Cette action est imprescriptible !

Prescription biennale de l’action en requalification à compter du dernier contrat

La jurisprudence a depuis plusieurs années consacré l’application de la prescription biennale à la demande tendant à la reconnaissance du statut des baux commerciaux et que le délai courait de la conclusion du contrat (Cass. 3èmr civ., 22 janvier 2013, n°11-22.984 [4]).

Toutefois, elle considérait jusqu’au revirement de jurisprudence du 25 mai 2023 que le point de départ de ce délai était la date de conclusion du contrat d’origine (Cass. 3ème civ., 23 novembre 2011, n°10-24.163 [5]).

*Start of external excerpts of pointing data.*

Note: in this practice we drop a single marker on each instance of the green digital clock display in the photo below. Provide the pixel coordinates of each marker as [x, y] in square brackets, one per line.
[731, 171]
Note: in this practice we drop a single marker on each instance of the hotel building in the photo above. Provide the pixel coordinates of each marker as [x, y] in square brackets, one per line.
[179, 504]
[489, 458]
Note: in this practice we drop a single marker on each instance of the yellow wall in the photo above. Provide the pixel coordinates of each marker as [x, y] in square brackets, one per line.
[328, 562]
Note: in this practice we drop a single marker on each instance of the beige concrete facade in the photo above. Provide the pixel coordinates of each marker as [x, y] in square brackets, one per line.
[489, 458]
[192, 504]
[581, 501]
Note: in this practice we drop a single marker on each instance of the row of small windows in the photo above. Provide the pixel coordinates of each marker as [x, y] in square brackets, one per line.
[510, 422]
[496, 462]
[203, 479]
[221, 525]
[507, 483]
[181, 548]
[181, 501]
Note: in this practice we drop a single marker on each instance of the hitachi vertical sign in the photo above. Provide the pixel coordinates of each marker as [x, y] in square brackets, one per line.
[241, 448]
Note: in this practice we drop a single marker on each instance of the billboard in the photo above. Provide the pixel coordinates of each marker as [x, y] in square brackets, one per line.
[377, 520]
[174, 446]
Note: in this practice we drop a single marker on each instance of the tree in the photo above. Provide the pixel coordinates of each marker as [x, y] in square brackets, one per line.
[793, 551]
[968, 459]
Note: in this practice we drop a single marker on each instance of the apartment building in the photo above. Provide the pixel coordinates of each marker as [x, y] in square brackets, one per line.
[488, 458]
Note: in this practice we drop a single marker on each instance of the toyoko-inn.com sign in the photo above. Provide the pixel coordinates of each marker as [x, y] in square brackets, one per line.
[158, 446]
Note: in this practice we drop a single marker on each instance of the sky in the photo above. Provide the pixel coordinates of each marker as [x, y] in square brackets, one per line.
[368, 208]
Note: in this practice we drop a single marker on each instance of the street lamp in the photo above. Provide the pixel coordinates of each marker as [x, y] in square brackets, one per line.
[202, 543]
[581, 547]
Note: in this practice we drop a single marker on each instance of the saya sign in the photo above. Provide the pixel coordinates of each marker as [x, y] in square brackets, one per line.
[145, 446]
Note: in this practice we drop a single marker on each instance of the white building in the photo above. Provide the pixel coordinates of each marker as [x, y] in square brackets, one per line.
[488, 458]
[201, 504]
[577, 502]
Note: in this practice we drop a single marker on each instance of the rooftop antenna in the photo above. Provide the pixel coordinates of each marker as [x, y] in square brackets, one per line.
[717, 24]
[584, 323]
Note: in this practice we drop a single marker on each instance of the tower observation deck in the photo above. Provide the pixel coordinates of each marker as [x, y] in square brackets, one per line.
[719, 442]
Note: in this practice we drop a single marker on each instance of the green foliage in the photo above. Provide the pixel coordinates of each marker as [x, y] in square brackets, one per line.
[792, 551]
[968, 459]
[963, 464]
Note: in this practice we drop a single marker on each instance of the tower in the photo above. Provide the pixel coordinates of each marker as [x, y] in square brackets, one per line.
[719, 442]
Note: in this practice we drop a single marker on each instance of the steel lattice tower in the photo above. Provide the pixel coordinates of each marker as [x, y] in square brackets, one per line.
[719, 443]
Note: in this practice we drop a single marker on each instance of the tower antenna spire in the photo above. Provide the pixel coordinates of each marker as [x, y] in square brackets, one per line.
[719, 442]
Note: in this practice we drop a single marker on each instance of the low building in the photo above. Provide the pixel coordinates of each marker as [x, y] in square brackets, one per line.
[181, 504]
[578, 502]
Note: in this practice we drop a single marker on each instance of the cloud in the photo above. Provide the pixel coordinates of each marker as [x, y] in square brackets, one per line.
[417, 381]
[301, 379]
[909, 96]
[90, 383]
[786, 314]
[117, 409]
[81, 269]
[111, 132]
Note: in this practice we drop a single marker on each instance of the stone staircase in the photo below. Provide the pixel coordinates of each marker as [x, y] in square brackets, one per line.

Par un arrêt du 16 juin 2013 elle appliquait cette solution au contrat tacitement reconduit (n°12-16.103).

Plus contestable était la solution apportée par la troisième chambre civile de la Cour de cassation qui jugeait que la prescription courrait à compter de la date de conclusion du contrat d’origine même si ce contrat avait été renouvelé suivant des avenants successifs (Cass. 3ème civ., 3 décembre 2015, n°14-19.146 [6]). Cet arrêt était cependant relatif à un contrat conclu avant la réforme du droit des obligations.

Depuis l’entrée en vigueur de l’ordonnance du 10 février 2016, le renouvellement d’un contrat donne naissance à un nouveau contrat (Article 1214 du Code civil).

Cette jurisprudence ne pouvait donc pas se maintenir sous l’empire du droit nouveau.

L’arrêt du 25 mai 2023 opère donc un revirement de jurisprudence en faisant désormais courir le délai de prescription biennale de l’action en requalification à compter de la date de conclusion de la dernière convention.

Les conseils devront bien faire attention à distinguer les deux actions dont le régime est différent.